Hadîs-i şerîfde buyuruldu ki: (Cenâzeyi
kırk adım taşıyanın kırk büyük günâhı afv olur.)
Dükkânda, kahvede olan
müslimânlar, bir cenâze görünce, gidip hiç olmazsa kırk adım taşımalı ve biraz
arkasından yürümeli, rûhuna Fâtiha ve düâ okumalıdır. Cenâzeyi görünce, olduğu
yerde ona karşı dikilip beklemenin tahrîmen mekrûh olduğu, (Merâkıl-felâh)da
ve (Halebî-i kebîr)de yazılıdır. Cenâzeyi taşıdıkdan sonra, arkasından
yürümelidir. Peygamberimiz “sallallahü aleyhi ve sellem”, Sa’d bin Mu’âzın
“radıyallahü anh” cenâzesini taşıdı. Ne büyük bahtiyârlık!
Cenâzeyi (Beynel’amûdeyn)
taşımak, ya’nî sedye gibi, biri önde, biri arkada olmak mekrûhdur.

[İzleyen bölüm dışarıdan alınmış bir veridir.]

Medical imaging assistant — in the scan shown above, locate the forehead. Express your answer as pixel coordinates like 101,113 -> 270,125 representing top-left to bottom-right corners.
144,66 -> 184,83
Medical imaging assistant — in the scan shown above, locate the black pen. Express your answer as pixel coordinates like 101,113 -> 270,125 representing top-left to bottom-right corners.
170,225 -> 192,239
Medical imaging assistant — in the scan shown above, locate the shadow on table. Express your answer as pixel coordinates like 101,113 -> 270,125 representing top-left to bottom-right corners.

(Terbî’) şeklinde, ya’nî omuzda, kolundan el ile tutarak dört kişinin
taşıması sünnetdir. Omuz, kolu altına geçirilmez. Tabutun kolu el ile tutulup
omuz üstüne alınır. Cenâzeyi sırtda ve hayvân üstünde taşımak câiz değildir.
[Cenâzeyi, zarûret olmadıkca
kâfirlerin âdetine göre, araba ve otomobil ile götürmek kerîhdir ve meyyite
zulmet ve zarar verir. Taşıyanlara günâh olur. İbâdet yaparken, İslâm âdetlerini
bırakıp, ecnebî âdetlerini almak büyük günâhdır. Peygamberimizin “sallallahü
aleyhi ve sellem” ve Eshâb-ı kirâmın “aleyhimürrıdvân” zemânlarında, cenâze
yalnız terbî’ sûretinde taşınırdı. Hükûmet, kanûn, arabada taşımağı emr ederse,
emre uyulur. Üçüncü kısmda, 26. cı maddeye bakınız!]
Süt çocuğunu ve birâz
büyüğünü, bir kişi iki eli üzerinde götürür. Bu kişi, hayvân üzerinde de
olabilir. Büyük çocuklar, tabut ile götürülür.
Cenâzeyi, meyyiti
sarsmıyacak kadar, hızlı götürmelidir.
Cemâ’at
çok olsun diye Cum’a nemâzından sonraya bırakmak mekrûhdur. Cenâzeyi gömerken,
Cum’a nemâzını kaçırmak tehlükesi olursa, bu zemân cenâze nemâzı, Cum’a
nemâzından sonraya bırakılabilir. [Uzak yerlerdeki akrabâsının yetişmesi için,
cenâzeyi bir veyâ birkaç gün sonra kaldırmak câiz değildir.]
Bayram nemâzı cenâze
nemâzından önce, hâzır olan cenâzenin nemâzı da bayram hutbesinden önce kılınır.
Musallâda cenâze nemâzı için bekliyenler, cenâze yere konmadan önce ayağa
kalkmazlar. (Sürret-ül-fetâvâ) sâhibi “rahmetullahi teâlâ aleyh” diyor
ki, (Musallâda oturanlar, cenâze gelince, ayağa kalkmamalıdır.)
Cenâzede bulunanlar,
arkasında ve ona yakın yürümelidir. Cenâzede bulunmak sünnet-i müekkededir.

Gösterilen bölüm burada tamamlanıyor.